SMITH, MCGAHA WIN RUNOFF
Two new commissioners will take their seats on the Covington County Commission.
Michael Smith defeated incumbent Joe Barton 3,393 to 2,923 to win District 2.
“I’m very, very honored to be a Republican nominee going into the general election,” Smith said. “I’d like to thank everyone who voted for me and supported me, especially my family and friends and like I said all of the people who have stood behind me through this. It’s been a long road. I’m very proud of our turnout even though we had a low turnout in the polls today but it all turned out. Like I said, I am very honored to be the Republican nominee going into November.”
“I think it was a good, clean race. I guess the people didn’t want me and wanted him, so that’s good. That’s fine,” Barton said. “The sun’s gonna come up tomorrow anyway and I’ll be out in it. I appreciate the help of all of my family. Everybody worked hard. It’s tough for people to put themselves out there now because you fall under so much scrutiny, you, your family, everything you ever said or done. It’s been a trying time for everybody through the COVID and everything we’ve had to work with. Business in the county goes on and we’ll continue until Michael takes office and that will be in January I assume.”

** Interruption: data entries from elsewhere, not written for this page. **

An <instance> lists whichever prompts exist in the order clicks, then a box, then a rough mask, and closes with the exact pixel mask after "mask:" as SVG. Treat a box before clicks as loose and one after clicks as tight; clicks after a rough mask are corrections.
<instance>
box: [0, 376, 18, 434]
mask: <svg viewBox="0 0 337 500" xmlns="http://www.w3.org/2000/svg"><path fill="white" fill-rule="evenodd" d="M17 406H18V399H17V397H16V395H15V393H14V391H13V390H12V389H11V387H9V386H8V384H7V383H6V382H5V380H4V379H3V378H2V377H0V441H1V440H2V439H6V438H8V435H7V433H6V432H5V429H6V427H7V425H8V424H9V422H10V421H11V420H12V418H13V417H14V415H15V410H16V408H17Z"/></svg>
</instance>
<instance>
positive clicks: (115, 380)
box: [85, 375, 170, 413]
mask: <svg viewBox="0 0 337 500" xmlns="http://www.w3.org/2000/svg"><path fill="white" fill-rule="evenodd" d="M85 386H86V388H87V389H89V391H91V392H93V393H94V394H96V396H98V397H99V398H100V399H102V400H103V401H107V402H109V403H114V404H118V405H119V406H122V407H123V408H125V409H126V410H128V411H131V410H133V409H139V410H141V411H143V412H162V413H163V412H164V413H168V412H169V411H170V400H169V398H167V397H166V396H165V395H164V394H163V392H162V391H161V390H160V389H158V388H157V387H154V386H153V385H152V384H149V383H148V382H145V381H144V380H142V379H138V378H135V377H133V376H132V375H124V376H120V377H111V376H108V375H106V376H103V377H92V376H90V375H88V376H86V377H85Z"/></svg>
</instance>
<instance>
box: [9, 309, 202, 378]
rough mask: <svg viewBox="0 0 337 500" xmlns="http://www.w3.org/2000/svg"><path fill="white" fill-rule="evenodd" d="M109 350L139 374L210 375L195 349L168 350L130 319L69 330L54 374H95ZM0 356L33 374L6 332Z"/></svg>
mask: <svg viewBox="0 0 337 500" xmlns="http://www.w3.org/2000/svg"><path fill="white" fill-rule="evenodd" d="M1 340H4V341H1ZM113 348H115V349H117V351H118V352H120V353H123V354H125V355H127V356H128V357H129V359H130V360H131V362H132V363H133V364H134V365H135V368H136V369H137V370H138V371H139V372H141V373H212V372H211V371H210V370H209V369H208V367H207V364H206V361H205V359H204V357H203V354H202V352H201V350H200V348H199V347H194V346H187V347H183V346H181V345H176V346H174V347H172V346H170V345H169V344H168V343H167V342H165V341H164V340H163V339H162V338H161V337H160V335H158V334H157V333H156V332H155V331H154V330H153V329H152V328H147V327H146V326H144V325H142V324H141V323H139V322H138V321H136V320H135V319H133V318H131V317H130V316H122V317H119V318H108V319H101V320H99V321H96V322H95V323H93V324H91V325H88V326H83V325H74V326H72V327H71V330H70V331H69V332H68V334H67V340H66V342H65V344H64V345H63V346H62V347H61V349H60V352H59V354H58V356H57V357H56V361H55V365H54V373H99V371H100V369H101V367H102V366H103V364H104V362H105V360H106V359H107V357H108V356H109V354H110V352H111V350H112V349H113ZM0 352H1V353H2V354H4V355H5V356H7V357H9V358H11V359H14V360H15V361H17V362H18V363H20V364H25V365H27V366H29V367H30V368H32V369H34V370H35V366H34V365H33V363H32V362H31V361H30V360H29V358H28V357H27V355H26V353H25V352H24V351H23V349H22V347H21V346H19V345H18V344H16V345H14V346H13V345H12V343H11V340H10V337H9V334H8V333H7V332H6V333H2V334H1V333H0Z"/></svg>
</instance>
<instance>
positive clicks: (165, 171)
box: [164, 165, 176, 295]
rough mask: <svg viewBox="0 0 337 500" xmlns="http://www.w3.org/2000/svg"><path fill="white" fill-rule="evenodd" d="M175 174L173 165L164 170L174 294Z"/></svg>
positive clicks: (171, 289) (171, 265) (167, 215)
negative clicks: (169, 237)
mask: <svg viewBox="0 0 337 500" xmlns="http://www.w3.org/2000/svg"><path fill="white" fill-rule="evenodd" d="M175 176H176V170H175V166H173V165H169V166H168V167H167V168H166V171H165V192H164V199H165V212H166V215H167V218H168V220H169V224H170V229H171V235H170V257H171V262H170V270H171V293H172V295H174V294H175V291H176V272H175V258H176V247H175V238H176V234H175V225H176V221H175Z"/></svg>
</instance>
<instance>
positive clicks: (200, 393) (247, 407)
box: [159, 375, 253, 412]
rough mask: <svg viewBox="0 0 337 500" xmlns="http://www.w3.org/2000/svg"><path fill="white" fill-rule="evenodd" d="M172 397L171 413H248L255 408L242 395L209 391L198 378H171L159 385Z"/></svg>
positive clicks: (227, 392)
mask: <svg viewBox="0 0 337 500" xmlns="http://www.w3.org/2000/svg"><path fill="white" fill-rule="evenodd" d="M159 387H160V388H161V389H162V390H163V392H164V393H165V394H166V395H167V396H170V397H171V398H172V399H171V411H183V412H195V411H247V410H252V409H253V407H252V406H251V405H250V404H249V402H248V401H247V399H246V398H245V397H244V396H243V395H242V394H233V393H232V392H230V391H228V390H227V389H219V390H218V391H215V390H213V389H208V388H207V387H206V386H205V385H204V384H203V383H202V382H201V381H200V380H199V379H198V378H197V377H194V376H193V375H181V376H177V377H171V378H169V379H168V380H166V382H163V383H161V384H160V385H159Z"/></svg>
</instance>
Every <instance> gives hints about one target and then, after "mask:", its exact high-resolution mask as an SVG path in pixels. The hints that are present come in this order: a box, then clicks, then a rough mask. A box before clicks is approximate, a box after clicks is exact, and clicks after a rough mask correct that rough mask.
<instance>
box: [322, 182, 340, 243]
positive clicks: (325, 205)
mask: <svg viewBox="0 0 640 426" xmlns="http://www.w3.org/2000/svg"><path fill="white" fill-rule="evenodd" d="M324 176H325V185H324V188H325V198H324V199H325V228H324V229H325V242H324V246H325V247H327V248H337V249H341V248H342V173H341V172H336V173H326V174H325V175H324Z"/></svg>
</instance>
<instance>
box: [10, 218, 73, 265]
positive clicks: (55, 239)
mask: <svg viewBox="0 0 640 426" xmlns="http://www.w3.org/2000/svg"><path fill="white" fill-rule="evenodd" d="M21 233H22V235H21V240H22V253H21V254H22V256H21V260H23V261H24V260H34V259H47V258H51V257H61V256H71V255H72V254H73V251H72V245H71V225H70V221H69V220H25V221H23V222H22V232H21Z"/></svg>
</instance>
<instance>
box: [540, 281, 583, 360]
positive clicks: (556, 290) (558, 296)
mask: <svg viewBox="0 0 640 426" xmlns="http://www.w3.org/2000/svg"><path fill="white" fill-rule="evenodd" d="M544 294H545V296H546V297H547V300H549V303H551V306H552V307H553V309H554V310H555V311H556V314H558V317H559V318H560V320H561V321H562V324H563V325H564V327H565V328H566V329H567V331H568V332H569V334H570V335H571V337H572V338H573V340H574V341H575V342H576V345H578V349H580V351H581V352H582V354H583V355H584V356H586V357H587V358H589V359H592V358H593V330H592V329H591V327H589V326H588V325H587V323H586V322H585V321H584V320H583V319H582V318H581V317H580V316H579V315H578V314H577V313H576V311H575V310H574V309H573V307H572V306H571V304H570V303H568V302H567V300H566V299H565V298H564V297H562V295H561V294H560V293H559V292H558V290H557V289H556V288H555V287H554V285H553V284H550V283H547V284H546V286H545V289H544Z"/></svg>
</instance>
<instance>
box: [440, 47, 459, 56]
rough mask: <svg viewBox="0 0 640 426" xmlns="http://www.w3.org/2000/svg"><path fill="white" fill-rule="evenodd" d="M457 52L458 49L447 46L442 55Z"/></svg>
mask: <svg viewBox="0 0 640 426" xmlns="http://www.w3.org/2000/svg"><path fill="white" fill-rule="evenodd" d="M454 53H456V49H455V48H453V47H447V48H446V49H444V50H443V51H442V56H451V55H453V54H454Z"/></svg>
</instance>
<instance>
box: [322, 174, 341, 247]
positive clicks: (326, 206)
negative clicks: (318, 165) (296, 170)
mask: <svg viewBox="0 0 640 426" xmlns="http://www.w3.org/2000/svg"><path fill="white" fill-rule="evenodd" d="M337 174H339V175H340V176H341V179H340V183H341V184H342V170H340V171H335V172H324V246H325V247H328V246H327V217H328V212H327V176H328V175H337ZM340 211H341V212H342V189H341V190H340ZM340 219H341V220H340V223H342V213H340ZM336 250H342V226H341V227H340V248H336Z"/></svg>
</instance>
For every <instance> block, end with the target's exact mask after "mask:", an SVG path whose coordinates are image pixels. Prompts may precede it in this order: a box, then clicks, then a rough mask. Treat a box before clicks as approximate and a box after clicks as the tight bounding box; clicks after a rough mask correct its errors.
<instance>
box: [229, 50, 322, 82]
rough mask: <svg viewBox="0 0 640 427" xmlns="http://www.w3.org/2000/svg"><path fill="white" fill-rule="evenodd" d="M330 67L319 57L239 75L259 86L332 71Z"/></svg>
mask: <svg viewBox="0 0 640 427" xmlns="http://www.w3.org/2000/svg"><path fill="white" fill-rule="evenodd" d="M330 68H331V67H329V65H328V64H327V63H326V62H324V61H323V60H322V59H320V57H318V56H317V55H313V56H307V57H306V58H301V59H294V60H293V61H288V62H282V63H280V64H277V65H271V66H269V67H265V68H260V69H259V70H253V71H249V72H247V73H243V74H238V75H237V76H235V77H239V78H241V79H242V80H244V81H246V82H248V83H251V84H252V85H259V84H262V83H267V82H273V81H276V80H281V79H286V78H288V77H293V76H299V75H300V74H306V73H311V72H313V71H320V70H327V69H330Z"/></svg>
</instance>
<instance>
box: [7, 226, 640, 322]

Tommy McGaha won District 4 over Stephanie Snodgrass 3,704 to 2,567.
“This has been a beast,” McGaha said. “I honestly never expected it to be drug out this far. Unforeseen circumstances that we had no control over added to it, but we stayed headstrong in the race and campaign. The people stayed with me and they trust me and support me I am honored that I was chosen by them to represent district four first of all, but Covington County as a whole.”
Looking forward, McGaha said he plans to build a really good relationship with the rest of the commissioners.
“I want to build a good working relationship with the rest of the commission to help move the county forward,” McGaha said. “That is really all I am concentrating on to start with.”
Stephanie Snodgrass came out with 40.93 percent of the votes in District 4.
“I really appreciate everybody that came out and supported us,” Snodgrass said. “We couldn’t have made it this far without them. I started out this race with a full heart for Covington County and it remains that way today. It is my deepest desire to see this county progress forward in a positive and successful way. We can just hope that the trend of positive growth continues.”
For 2nd Congressional District, Covington County voters selected Barry Moore over opponent Jeff Coleman 3,962 to 2,536. Alabama voters agreed. Coleman conceded to Moore Tuesday evening.
For U.S. Senator, locals voted for Tommy Tuberville over Jeff Sessions 4,461 to 2,105. The state of Alabama followed suit. Long-time politician and former U.S. Attorney General Sessions lost to first-time political candidate and former football coach Tuberville. Tuberville will face current Sen. Doug Jones in the November general election.
For Court of Criminal Appeals Judge, Place 2, Beth Kellum won over Will Smith 3,002 to 2,604.
With 6,629 ballots cast out of 27,628 registered voters, the percentage of turnout was 23.9 percent.
Probate Judge Stacy Brooks said the turnout was a lot better than she thought it would be.
“I saw that it started off pretty slow this morning,” Brooks said. “But things picked up. I was really impressed with the turnout because I expected it to be really low.”
Kendra Majors, Christopher Smith and Donnamy Steele all contributed to this article.